Article

Hiding UNIX Applications in Utility Wrappers

Larry Reznick

On some HP 9000 systems I administered not long ago, a quality assurance group ran software that tested chip production quality. Each installation of this software was configured to run a special battery of tests, but configuration was built into the software itself, not into a set of data files. Thus, each software installation on a system testing a different chip was entirely different from the installation on another system. Data files produced by this software uniquely identified characteristics of the chip and testing and had to remain with the software to make sense. This software was never designed to run in a multiple machine, networked, mass testing environment, as this company used it.

The testing software did a great job for this company's needs but the unmodular design required 50 to 100 megabytes for each installation. As one testing system might test several chips in a few weeks, the disk space crunch was extraordinary. Frequently, the QA manager would shuffle test directory trees from place to place to make room for the latest tests. Sometime later, a test engineer would need to review specific tests and run some more, which would require restoring the entire directory tree, thus forcing other trees out. With half a dozen test machines already online and several more installations expected within months, the crunch was impacting the network's disk space and threatening the QA group's ability to keep up with their production schedules.

Nothing could be done about the software they used. A solution must keep the program files containing the special test configurations with the data files produced by those programs. Once testing was finished, the entire directory tree could be moved off the test system but had to be kept in a place where the QA manager could find it. Once found, it had to be installable on any other system available for examination or running more tests. Most of all, the disk space used by this gigantic combination of programs and data had to be reduced.

Keep It Simple

Once presented with the entire problem, after considering a variety of other solutions each shot down by the inflexibility of the testing software, I fell back on a tried-and-true method: archive the test directory tree and compress the archive. Inelegant, but no other method maintained each unique directory tree exactly without creating other problems for the inflexible software.

Because many of these trees existed and the QA manager might need any one at some later time, I set up a central location to store them. But the QA manager wanted users to be able to make changes to the software configuration for future testing without interfering with information contained within previous tests. Thus, the central location had to keep a history of all previous tests with the latest version.

While most of the time QA engineers would use the latest version, occasionally someone might need to go back to an earlier version for review or retesting. Engineers who didn't know much about the UNIX system or the network had to be able to get the latest version easily. The project leaders who change the software for special tests could not collide with each other's use of the archive and could not interfere with engineers who might be testing with the latest version. The QA manager had to be able to easily find any particular archive no matter how far back in history.

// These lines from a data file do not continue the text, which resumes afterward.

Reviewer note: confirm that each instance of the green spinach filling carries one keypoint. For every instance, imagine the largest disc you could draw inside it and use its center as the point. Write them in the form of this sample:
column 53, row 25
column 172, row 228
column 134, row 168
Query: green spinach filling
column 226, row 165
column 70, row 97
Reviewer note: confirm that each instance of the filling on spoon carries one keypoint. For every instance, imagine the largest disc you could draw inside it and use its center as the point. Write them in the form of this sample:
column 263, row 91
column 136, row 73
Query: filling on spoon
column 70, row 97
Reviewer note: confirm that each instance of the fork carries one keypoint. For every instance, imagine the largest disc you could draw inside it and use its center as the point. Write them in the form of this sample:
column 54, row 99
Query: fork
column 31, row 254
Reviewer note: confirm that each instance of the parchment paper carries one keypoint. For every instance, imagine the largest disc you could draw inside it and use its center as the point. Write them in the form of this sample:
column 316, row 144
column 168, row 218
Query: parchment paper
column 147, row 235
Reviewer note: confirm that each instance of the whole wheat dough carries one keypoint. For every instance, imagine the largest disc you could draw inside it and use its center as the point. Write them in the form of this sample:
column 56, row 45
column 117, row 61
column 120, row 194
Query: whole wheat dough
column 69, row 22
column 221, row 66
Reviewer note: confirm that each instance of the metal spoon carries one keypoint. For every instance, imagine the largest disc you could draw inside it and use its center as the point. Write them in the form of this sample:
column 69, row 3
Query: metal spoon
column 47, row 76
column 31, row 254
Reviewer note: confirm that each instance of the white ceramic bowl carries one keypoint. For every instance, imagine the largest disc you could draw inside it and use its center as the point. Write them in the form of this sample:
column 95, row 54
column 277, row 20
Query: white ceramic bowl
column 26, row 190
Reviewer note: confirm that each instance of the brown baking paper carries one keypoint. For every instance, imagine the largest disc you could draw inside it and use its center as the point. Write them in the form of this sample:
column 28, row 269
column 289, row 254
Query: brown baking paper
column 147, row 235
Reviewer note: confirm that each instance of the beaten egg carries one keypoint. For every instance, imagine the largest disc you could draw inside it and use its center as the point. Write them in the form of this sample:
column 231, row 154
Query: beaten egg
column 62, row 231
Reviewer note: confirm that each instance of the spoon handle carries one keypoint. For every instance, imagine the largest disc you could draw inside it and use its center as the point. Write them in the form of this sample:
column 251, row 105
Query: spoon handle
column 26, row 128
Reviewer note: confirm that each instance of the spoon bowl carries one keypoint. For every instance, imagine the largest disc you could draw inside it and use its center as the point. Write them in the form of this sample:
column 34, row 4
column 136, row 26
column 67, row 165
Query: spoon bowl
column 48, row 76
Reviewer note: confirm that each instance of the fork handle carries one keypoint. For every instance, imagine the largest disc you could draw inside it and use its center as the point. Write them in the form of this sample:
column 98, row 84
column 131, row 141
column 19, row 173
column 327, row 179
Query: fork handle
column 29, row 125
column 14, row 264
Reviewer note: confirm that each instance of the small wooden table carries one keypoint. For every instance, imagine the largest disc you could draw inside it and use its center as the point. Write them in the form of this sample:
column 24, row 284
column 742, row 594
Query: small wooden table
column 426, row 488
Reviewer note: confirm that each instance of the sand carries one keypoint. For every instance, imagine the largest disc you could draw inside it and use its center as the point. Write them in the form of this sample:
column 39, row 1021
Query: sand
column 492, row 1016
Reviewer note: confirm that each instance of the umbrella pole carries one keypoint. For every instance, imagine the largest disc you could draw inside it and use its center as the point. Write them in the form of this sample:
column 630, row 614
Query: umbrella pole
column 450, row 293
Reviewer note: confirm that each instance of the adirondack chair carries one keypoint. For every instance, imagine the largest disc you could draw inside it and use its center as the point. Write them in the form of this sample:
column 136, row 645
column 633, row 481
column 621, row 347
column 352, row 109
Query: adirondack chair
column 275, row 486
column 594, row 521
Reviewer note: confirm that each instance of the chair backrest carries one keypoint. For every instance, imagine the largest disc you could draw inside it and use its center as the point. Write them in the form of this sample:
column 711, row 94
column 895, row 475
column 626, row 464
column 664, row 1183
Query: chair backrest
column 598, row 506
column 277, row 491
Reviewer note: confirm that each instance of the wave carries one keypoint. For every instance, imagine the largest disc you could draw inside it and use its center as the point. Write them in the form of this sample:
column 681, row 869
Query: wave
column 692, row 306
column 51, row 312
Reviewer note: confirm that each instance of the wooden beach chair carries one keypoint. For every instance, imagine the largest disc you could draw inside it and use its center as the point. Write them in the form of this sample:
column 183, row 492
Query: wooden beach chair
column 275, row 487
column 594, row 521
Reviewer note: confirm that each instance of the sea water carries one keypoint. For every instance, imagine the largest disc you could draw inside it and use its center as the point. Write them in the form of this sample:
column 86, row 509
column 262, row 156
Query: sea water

The solution presenting itself combined archive building and compressing with revision control. Scripts to control the archive are simple, but using revision control worried me. The QA manager was more familiar with UNIX tools and operations than the project leaders and engineers. Project leaders were typically familiar with the way the network worked and with some of UNIX, but not much. Most engineers didn't know anything about UNIX or the network, but needed to extract the latest archive version set up for them by a project leader and run the software. Generally, the requirement could be stated as: Give these people a simple set of commands to set themselves up and then let them get back to their real work: running the software and evaluating the results. If I gave them a bunch of complex UNIX commands with a kitchen sink of options, they would never use the solution. I also needed to give the QA manager flexible options but keep the operation simple for everybody else. By writing a wrapper application for the RCS commands, I could keep the application simple for the project leaders and engineers, yet still make RCS's flexible options available to the QA manager.

Constructing the Application

Archiving is the easy part. tar files aren't reliably portable across different systems -- the directory trees were used on HP systems but the archives would be kept on the Sun network. One system's tar files may not be readable by another system's tar. tar produces binary headers in the archive. cpio has a -c (for compatibility) option that produces text headers, eliminating tar's cross-system problem.

Delivering cpio's output to compress produced wonderful savings. One sample directory tree produced a cpio file 49,219,072 bytes long. compress turned that into 4,673,073 bytes -- a 90.5 percent reduction. While other compression software might do better, compress was already on the system. We could always change the script later to use other compression software if something else produced a worthwhile improvement.

Another Problem

Revision control kicked in an extra problem. Although a few binary data files and binary executable files were in the directory trees, most of the files were text, making extreme compression possible. But compression produces binary files. Revision control programs, SCCS and RCS, don't handle binary data well. Again, using an old file transfer technique, by uuencoding the archive I could make RCS handle it.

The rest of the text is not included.